Frankfurt zum Lesen - Bücherzettel Sommer 2021 / Teil 2

Veröffentlicht: Neuigkeiten Ort: Frankfurt

Frankfurts Polizei zwischen Mittäterschaft und Widerstand Seit einigen Monaten ist die Polizei besonders im Rhein-Main-Gebiet wiederholt ins Gerede

Frankfurts Polizei zwischen Mittäterschaft und Widerstand Seit einigen Monaten ist die Polizei besonders im Rhein-Main-Gebiet wiederholt ins Gerede gekommen, weil Beamte sich an rechtsextremen Internetgruppen beteiligt haben.

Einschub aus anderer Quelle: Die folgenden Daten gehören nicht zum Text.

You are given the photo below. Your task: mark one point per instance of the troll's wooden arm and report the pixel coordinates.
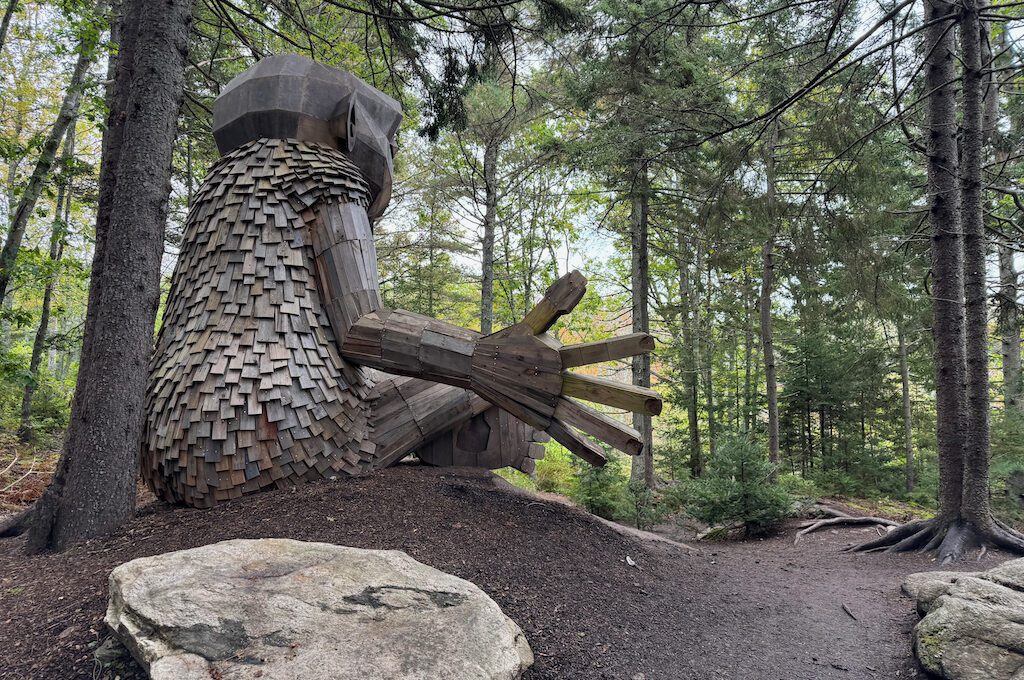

Einen Beitrag zur historischen Aufarbeitung des Problemkreises „Polizei im Nationalsozialismus“ auf der einen Seite, aber auch zur Frage der Möglichkeiten und Pflicht zum Widerstand gegen die Verstrickung in staatlich betriebenes Unrecht will diese Darstellung leisten, mit der das Polizeipräsidium zwei Frankfurter Stadthistoriker beauftragt hat.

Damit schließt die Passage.